Ellen Ullman's first book on the life of the software developer was the biographical Close to the Machine (1997). Her second book, The Bug, is a fictional work on the same theme.
Set in the early eighties, it is the story of Ethan Levin, a senior engineer at a Californian start-up software company called Telligentsia. Levin is a talented developer with a fascination for artificial life and a somewhat obsessive approach to his work. Early in the story we are introduced to UI-1017, a bug that is Levin's responsibility to fix. UI-1017 is that most elusive of bugs, the type which is transitory and intermittent - only manifesting during critical demonstrations at trade shows and to venture capitalists. The novel traces Levin's escalating preoccupation with the bug, and the effect his compulsive work habits have on his mental state and personal life.
Interleaved with Levin's story in alternating chapters is a narration from the perspective of Roberta Walton, a disenfranchised academic who winds up in a testing role at Telligentsia.

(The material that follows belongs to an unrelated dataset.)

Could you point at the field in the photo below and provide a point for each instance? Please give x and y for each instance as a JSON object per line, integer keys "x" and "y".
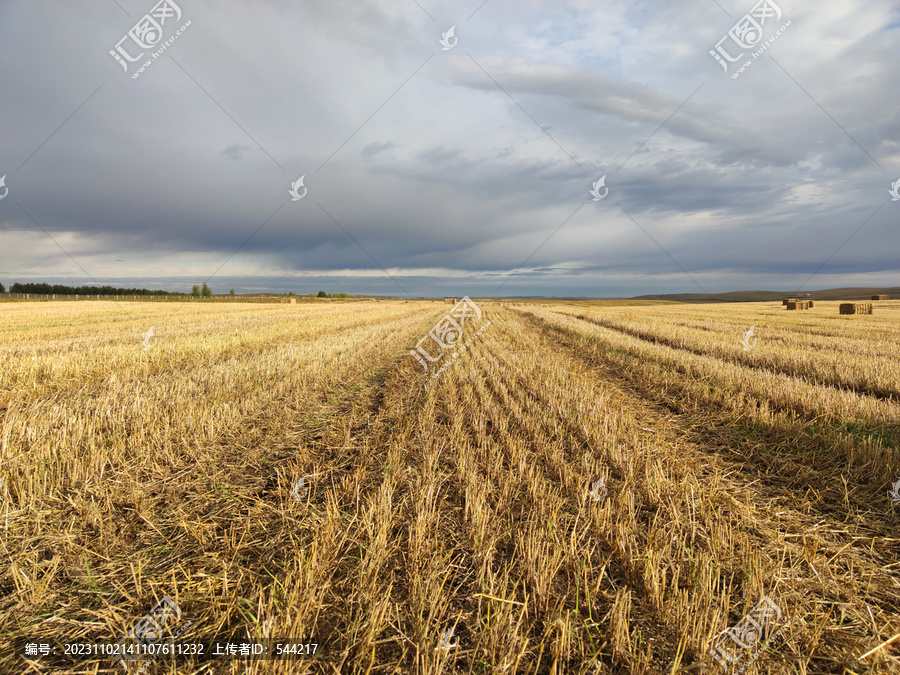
{"x": 730, "y": 471}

It is she who first discovers UI-1017, gives it an identifying label, and delivers it to Levin to be fixed. She enables us to see the absurdity and isolation of the typical developer mentality from an external perspective, as she plays witness to Levin's declining composure and progressive retreat into solitary combat with his debugger.

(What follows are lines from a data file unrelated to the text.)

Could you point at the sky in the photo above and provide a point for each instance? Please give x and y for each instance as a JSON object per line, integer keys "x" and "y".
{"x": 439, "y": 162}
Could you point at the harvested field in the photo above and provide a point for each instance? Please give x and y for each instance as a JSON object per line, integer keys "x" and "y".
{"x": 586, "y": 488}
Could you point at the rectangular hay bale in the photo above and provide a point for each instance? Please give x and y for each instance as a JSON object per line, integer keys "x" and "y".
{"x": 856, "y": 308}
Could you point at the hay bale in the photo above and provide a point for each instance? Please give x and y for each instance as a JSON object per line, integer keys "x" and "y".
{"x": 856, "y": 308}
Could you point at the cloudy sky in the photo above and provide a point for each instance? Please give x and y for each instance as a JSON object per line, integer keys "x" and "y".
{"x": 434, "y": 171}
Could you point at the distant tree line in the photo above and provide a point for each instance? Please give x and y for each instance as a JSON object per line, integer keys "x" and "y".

Ullman manages to capture the eccentricities of the programmer personality, along with the pressure-filled, frenetic atmosphere of the software development environment. Thankfully, because she is a programmer herself, the book is technically accurate and veracious - to the extent of containing code fragments and in depth descriptions of the technical arcana of the programmer's work day. Therefore the book is free of the simplifications and inaccuracies that frequently accompany the portrayal of technology in popular media, and which make technologists cringe.
The Bug is an entertaining and entirely believable depiction of the high intensity and all consuming atmosphere that characterizes many software development environments, and the deleterious effects that our profession can have on its practitioners.